Reverse Engineering for Good: Privacy, DRM, and Building a File Indexer
The tension
Atlas exists to answer a simple question: which files depend on which other files? Not fuzzy keyword matches or “related” suggestions — actual, concrete references. A project file that loads a plugin. A document that embeds an image. An instrument that needs a set of audio samples. These aren’t inferred relationships. They’re explicit dependencies baked into the file itself, and Atlas extracts them.
To do that, it needs to look inside files — sometimes deeply. That’s straightforward when you’re dealing with open formats like plain text or XML. It gets complicated fast when the formats are proprietary, undocumented, and wrapped in DRM.
My day job is audio design, so naturally the first Atlas pack I’m building is for audio production workflows. That means writing extractors for DAW projects, plugin presets, sample libraries — all the formats I wrestle with daily. And it’s where I ran into this tension head-on, while building the extractor for Native Instruments Kontakt — one of the most widely used sampler plugins in music production. A single Kontakt instrument file (.nki) can reference dozens or even hundreds of audio samples scattered across your filesystem. That’s exactly the kind of relationship Atlas should surface. But getting there meant reverse engineering a binary format that was never meant to be read by anyone outside of Native Instruments.
Walls everywhere
There’s no public documentation for the Kontakt file format. The only way to understand it was to open these files in a hex editor, study what other open-source projects had already figured out, and piece together the structure byte by byte.
For user-created instruments, I eventually got it working. Atlas could read the compressed data inside an .nki file and extract every sample path it references. A single Kontakt instrument might point to dozens of .wav files across multiple folders — exactly the kind of relationship map Atlas is built to surface.
But commercial instruments — the ones most producers actually use — are a different story. Native Instruments encrypts the preset data to protect their products. I dug deep enough to confirm exactly how the encryption works, and the short version is: it’s solid. There are no shortcuts through it.
This is where the tension becomes real. I could have gone further down that road. But just because you can break something open doesn’t mean you should.
Drawing the line
Atlas is a file indexer, not a cracking tool. Native Instruments encrypts their preset data to protect their intellectual property, and that’s a boundary I chose to respect. The question became: can Atlas still be useful without crossing that line?
The answer turned out to be yes, and the solution came from an unexpected place. While the preset data is encrypted, the instrument’s metadata — its name, vendor, category — sits in a SOUNDINFO chunk that lives outside the encryption boundary. It’s always readable, even on DRM-protected files.
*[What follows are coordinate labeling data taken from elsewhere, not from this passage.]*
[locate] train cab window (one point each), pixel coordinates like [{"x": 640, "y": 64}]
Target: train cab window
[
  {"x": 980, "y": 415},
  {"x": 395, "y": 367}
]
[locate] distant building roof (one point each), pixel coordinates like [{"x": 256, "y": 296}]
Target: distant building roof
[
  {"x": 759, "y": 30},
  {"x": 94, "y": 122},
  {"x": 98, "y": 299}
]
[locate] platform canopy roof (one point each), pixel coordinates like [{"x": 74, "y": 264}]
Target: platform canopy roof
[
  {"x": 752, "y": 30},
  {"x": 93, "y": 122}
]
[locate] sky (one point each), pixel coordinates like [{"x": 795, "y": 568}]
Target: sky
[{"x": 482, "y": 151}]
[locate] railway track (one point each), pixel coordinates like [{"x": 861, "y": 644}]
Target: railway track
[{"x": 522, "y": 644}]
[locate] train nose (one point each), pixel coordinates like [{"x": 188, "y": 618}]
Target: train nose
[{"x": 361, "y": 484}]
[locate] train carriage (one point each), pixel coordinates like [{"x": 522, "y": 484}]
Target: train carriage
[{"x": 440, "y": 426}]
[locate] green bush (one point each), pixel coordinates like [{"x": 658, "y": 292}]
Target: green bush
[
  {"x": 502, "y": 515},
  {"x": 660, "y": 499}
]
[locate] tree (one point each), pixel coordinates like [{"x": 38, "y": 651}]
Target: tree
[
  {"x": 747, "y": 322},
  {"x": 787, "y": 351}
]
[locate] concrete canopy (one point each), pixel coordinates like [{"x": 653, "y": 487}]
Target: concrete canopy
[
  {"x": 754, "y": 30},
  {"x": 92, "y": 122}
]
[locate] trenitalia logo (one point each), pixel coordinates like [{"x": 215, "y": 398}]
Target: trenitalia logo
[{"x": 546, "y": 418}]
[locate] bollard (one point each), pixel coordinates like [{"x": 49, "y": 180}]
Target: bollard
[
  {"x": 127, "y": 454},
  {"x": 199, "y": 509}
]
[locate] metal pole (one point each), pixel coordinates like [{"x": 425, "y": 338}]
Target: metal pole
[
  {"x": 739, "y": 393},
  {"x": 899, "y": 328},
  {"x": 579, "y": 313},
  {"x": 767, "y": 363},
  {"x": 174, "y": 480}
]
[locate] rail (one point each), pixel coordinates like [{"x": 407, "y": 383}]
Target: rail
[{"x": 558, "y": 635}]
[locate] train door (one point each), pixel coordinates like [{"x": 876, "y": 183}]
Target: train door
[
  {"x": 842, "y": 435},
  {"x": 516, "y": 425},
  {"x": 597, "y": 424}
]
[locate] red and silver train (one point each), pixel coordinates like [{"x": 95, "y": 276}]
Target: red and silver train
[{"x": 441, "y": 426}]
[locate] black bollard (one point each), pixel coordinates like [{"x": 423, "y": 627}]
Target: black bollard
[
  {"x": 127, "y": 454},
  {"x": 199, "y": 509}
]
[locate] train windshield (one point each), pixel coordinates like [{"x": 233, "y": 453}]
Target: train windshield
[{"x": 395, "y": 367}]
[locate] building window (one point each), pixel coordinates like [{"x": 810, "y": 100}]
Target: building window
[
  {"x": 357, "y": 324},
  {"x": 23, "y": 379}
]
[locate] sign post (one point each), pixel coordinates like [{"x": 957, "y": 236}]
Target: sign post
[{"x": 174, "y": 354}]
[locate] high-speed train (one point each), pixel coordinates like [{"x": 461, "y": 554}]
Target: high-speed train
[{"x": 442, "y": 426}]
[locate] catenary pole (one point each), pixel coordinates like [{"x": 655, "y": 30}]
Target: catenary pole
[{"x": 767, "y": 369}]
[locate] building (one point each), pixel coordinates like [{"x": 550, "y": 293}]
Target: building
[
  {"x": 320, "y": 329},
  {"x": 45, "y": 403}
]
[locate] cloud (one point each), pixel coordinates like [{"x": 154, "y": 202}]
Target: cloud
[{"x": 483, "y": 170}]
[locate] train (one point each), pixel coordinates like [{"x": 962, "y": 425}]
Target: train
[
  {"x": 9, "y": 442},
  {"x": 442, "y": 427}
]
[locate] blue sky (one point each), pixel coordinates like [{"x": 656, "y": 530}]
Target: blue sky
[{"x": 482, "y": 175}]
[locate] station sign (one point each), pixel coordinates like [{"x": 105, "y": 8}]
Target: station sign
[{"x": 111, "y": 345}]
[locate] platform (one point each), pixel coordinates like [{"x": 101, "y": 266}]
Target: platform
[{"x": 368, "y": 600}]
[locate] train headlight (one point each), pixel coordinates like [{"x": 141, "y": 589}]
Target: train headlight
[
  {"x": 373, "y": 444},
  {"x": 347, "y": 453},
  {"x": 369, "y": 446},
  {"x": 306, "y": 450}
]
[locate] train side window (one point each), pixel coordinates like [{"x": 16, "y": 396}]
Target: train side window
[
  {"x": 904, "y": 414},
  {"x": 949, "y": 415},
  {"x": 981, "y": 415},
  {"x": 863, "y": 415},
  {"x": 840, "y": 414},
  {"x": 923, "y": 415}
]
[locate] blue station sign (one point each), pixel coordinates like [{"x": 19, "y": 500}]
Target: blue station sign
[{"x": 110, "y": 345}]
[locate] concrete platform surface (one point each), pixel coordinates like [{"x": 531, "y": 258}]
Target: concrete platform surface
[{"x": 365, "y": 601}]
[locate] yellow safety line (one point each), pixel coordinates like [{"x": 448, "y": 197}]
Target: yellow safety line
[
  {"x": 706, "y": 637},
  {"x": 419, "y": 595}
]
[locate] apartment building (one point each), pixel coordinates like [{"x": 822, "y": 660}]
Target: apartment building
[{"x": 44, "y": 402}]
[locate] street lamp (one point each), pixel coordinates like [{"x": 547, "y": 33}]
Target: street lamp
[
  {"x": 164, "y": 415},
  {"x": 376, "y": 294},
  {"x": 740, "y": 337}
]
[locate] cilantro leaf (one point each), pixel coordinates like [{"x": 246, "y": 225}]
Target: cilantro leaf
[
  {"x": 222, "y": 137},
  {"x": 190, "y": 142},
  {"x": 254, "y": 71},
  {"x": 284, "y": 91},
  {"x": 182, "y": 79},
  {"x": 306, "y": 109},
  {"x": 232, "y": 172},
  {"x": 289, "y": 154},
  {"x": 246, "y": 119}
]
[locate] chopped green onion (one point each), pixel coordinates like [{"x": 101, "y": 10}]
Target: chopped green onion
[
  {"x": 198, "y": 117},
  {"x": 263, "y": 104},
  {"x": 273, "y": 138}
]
And in DAW project files, an unencrypted AUTHORING_APP chunk contains a product ID that maps back to the library name through NI’s own local database.
So Atlas can tell you “this Reaper project uses Alicia’s Keys by Native Instruments” without ever touching the encrypted data. It reads only what was left in the open.
The other side of privacy
There’s a second privacy dimension here that’s just as important: yours.
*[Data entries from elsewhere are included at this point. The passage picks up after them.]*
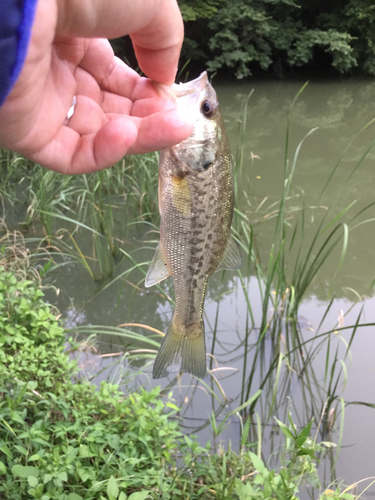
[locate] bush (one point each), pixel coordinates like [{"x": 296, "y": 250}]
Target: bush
[
  {"x": 71, "y": 441},
  {"x": 64, "y": 440}
]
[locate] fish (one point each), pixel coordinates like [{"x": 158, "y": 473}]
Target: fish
[{"x": 196, "y": 202}]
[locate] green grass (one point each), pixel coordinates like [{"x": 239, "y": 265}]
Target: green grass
[
  {"x": 68, "y": 440},
  {"x": 87, "y": 220}
]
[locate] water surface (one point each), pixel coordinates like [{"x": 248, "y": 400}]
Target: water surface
[{"x": 342, "y": 111}]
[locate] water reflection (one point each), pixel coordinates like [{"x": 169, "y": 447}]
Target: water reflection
[{"x": 334, "y": 153}]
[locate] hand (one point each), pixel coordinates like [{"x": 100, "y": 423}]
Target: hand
[{"x": 117, "y": 112}]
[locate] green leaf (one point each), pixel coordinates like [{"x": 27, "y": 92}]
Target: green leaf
[
  {"x": 258, "y": 464},
  {"x": 74, "y": 496},
  {"x": 284, "y": 429},
  {"x": 63, "y": 476},
  {"x": 32, "y": 480},
  {"x": 112, "y": 487},
  {"x": 139, "y": 495},
  {"x": 24, "y": 471}
]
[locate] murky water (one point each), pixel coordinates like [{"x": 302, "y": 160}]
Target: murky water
[{"x": 334, "y": 152}]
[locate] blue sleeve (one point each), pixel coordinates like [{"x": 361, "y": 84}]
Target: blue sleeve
[{"x": 16, "y": 21}]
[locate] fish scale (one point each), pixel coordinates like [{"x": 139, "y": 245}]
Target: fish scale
[{"x": 196, "y": 206}]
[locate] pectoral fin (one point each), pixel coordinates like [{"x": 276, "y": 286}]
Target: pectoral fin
[
  {"x": 158, "y": 269},
  {"x": 232, "y": 259}
]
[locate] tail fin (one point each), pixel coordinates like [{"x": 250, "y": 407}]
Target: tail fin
[{"x": 181, "y": 352}]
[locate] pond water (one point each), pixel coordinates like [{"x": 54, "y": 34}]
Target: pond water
[{"x": 333, "y": 154}]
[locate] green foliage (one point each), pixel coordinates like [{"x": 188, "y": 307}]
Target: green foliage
[
  {"x": 65, "y": 440},
  {"x": 72, "y": 441},
  {"x": 248, "y": 35}
]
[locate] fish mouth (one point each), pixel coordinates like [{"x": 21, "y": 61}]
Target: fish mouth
[
  {"x": 192, "y": 87},
  {"x": 177, "y": 90}
]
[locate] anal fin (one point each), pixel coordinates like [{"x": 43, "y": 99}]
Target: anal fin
[
  {"x": 158, "y": 269},
  {"x": 231, "y": 259}
]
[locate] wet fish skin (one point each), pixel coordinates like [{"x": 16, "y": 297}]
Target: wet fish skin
[{"x": 196, "y": 202}]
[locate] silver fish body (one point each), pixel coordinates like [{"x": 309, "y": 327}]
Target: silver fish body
[{"x": 196, "y": 205}]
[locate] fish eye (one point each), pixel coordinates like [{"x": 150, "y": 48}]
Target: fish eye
[{"x": 208, "y": 109}]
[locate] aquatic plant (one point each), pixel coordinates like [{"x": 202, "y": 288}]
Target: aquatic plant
[{"x": 69, "y": 441}]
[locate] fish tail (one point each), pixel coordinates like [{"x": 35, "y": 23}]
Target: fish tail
[{"x": 182, "y": 352}]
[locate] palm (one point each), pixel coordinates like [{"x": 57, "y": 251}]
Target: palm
[{"x": 116, "y": 111}]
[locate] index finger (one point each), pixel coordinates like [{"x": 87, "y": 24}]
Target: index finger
[{"x": 155, "y": 26}]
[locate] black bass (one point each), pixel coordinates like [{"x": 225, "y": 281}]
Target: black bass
[{"x": 196, "y": 205}]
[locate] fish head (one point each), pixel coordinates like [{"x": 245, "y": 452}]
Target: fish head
[{"x": 198, "y": 99}]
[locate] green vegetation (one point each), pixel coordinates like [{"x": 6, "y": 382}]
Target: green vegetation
[
  {"x": 63, "y": 438},
  {"x": 251, "y": 35},
  {"x": 66, "y": 440}
]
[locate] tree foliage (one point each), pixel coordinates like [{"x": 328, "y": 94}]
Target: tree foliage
[{"x": 276, "y": 35}]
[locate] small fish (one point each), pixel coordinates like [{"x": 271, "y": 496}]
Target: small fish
[{"x": 196, "y": 206}]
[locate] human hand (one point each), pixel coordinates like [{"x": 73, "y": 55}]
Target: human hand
[{"x": 117, "y": 112}]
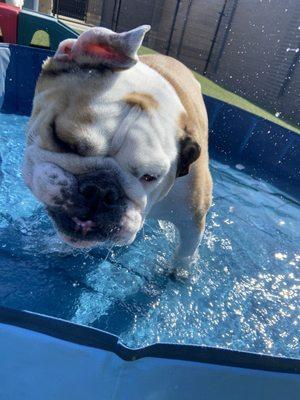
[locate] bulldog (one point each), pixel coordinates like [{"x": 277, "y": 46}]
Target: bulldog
[{"x": 114, "y": 138}]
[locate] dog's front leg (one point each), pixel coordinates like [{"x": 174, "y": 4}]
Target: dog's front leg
[{"x": 190, "y": 236}]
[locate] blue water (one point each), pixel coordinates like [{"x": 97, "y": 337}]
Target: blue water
[{"x": 242, "y": 294}]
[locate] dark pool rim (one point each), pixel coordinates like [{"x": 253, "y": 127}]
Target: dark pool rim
[{"x": 98, "y": 339}]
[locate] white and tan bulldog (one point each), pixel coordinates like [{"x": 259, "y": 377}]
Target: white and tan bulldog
[{"x": 114, "y": 138}]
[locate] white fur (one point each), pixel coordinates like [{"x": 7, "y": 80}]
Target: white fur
[{"x": 127, "y": 140}]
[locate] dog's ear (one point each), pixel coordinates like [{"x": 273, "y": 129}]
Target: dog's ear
[
  {"x": 102, "y": 47},
  {"x": 189, "y": 152}
]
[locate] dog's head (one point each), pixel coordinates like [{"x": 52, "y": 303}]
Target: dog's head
[{"x": 105, "y": 140}]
Atlas parses your files locally. It doesn’t upload your project structure to a server. It doesn’t phone home with your sample library inventory. The entire relationship graph lives on your machine. This is a deliberate design choice — a file indexer that knows everything about your creative work has no business sending that data anywhere.
This matters more than people realize. Your project files reveal your tools, your workflow, your sample libraries, your unfinished work. That’s private creative infrastructure. Atlas treats it that way.
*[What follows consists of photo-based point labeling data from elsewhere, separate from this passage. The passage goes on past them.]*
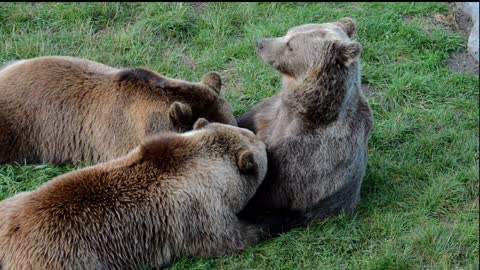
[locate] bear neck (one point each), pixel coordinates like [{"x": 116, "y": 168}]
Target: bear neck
[{"x": 319, "y": 97}]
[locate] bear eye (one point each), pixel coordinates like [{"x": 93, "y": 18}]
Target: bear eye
[{"x": 289, "y": 47}]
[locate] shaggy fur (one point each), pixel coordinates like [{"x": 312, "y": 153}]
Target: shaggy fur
[
  {"x": 175, "y": 195},
  {"x": 316, "y": 130},
  {"x": 68, "y": 110}
]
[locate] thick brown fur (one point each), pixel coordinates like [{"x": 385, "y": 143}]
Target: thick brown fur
[
  {"x": 316, "y": 130},
  {"x": 68, "y": 110},
  {"x": 175, "y": 195}
]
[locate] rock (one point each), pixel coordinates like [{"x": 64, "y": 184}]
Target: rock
[{"x": 472, "y": 9}]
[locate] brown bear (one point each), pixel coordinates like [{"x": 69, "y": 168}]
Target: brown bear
[
  {"x": 68, "y": 110},
  {"x": 316, "y": 130},
  {"x": 175, "y": 195}
]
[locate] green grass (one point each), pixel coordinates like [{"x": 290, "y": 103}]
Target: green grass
[{"x": 419, "y": 207}]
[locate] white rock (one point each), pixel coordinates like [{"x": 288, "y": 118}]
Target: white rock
[{"x": 471, "y": 8}]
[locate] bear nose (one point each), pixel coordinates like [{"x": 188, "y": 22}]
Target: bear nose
[{"x": 260, "y": 43}]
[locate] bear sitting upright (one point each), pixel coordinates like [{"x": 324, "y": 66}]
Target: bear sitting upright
[
  {"x": 68, "y": 110},
  {"x": 175, "y": 195},
  {"x": 316, "y": 130}
]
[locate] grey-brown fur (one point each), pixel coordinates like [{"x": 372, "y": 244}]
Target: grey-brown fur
[
  {"x": 68, "y": 110},
  {"x": 316, "y": 130},
  {"x": 175, "y": 195}
]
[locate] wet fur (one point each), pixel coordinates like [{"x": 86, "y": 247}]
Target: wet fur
[
  {"x": 316, "y": 130},
  {"x": 173, "y": 196},
  {"x": 68, "y": 110}
]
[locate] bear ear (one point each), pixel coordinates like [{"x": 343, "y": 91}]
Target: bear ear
[
  {"x": 347, "y": 51},
  {"x": 180, "y": 113},
  {"x": 200, "y": 123},
  {"x": 246, "y": 162},
  {"x": 212, "y": 80},
  {"x": 347, "y": 24}
]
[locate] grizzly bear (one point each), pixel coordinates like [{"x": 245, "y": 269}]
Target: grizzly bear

Working with what’s in the open
The Kontakt extractor taught me a broader lesson about building tools like Atlas. When you hit a wall — whether it’s encryption, an undocumented format, or a proprietary protocol — the instinct is to break through it. But often there’s a path around it that gives you most of what you need while staying on the right side of the line.
For Kontakt, that meant combining unencrypted metadata chunks with local database lookups and plaintext catalog files. For other formats, it might mean something different. But the principle is the same: extract what’s freely available, respect what’s deliberately protected, and keep everything local.
This isn’t always the easy path. It means accepting partial information sometimes. It means some edges in the dependency graph will be less detailed than others. But it’s the right tradeoff for a tool that people need to trust with their entire filesystem.
Oh, and Native Instruments — if you’re reading this and you’re interested in improving the day-to-day life of your users, let’s talk.